TL-System / plato

A federated learning framework to support scalable and reproducible research
Apache License 2.0
344 stars 80 forks source link

[BUG] NonIID partition issues #104

Closed wizard1203 closed 3 years ago

wizard1203 commented 3 years ago

For the Non-IID Dirichlet partition, it seems that each client gets a WeightedRandomSampler of dirichlet distribution to sample data from the whole dataset, instead of a real partitioned local dataset.

This may cause a problem that each client can see some new data samples that it has never saw before. This may contradict to the NonIID settings, in which each client can never see other clients' samples.

baochunli commented 3 years ago

From a performance point of view, this is the only way to do it. You certainly don't want to partition the data — it's going to be extremely slow if you do it using the file system, and most datasets don't fit into the physical memory.

Conceptually, data for each client can certainly change over multiple iterations over time. It doesn't have to stay the same. However, since the random seed for each client is fixed to its client ID, the dataset each client obtained in Plato will remain the same across iterations.

wizard1203 commented 3 years ago

From a performance point of view, this is the only way to do it. You certainly don't want to partition the data — it's going to be extremely slow if you do it using the file system, and most datasets don't fit into the physical memory.

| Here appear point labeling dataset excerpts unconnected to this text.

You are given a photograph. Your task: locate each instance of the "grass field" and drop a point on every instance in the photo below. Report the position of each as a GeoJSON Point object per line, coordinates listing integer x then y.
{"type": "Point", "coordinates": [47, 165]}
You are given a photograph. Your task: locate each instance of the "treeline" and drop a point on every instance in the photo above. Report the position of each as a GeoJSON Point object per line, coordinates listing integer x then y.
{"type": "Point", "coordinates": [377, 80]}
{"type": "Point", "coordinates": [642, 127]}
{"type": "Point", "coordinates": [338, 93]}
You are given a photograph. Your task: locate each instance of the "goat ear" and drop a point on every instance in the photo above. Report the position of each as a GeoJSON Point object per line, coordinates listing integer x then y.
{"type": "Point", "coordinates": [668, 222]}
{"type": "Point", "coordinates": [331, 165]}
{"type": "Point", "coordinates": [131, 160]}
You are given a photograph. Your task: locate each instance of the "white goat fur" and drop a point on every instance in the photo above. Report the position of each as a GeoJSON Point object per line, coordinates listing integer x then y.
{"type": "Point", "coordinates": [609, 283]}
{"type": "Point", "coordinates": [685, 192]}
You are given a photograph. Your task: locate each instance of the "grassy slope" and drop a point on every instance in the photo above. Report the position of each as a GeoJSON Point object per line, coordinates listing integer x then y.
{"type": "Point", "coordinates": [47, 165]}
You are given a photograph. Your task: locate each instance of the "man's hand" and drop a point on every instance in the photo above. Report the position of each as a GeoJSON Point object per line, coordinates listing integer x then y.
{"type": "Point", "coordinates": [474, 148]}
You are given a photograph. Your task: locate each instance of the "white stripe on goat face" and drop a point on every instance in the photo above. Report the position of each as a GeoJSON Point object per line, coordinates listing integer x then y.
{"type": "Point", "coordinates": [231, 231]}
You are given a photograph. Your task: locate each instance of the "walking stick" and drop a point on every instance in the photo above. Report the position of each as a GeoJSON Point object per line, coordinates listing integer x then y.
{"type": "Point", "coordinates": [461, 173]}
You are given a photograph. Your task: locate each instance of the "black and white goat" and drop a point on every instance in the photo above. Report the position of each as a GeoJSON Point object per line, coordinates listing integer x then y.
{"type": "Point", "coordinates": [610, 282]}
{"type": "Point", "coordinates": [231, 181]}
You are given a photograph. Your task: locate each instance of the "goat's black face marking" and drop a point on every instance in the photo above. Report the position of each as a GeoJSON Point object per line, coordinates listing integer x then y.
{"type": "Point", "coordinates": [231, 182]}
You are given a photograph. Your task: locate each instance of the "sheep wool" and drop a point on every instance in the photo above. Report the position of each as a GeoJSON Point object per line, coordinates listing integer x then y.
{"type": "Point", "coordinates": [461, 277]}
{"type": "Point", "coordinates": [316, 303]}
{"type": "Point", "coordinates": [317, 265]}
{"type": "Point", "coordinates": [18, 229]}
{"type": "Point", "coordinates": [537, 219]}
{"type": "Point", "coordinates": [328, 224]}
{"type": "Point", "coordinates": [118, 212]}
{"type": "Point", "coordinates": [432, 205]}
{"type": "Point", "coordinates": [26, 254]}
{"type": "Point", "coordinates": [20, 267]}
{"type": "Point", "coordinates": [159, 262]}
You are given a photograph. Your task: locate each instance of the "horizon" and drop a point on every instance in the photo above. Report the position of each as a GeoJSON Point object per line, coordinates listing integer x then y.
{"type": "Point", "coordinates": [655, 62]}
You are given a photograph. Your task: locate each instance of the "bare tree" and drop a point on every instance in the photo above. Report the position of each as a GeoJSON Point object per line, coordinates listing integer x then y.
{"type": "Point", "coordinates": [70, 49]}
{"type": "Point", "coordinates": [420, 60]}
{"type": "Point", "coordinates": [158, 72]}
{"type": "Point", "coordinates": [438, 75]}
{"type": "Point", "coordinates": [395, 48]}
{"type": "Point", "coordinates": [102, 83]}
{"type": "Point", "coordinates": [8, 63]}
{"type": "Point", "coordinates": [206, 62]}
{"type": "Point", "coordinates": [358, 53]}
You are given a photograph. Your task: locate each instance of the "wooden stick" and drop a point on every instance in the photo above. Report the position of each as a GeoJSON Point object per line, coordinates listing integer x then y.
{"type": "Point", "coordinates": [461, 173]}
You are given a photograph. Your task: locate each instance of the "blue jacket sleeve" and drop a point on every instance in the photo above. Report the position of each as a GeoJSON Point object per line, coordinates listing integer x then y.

Conceptually, data for each client can certainly change over multiple iterations over time. It doesn't have to stay the same. However, since the random seed for each client is fixed to its client ID, the dataset each client obtained in Plato will remain the same across iterations.

Thanks for your careful explanation.

For the performance point, could we use the same partition way of FedML, or some other codes, giving each client the indexes of its local dataset? Then we also need not to worry the performance problem?

For the random seed, yes, if it does not change, then clients won't see other clients' data. But it seems that there are still some bugs, i.e. client i and client j may have some common samples at the same iterations, because the WeightedRandomSampler can only give clients a specific sampling probability but not specific indexes of datasets. It cannot divide the whole datasets into disjoint local datasets. This may cause accuracy loss because some samples are missed (If some samples are common, there must be some samples missed).

baochunli commented 3 years ago

The Federated EMNIST dataset has been provided to do exactly this: each client will load its own pre-partitioned dataset.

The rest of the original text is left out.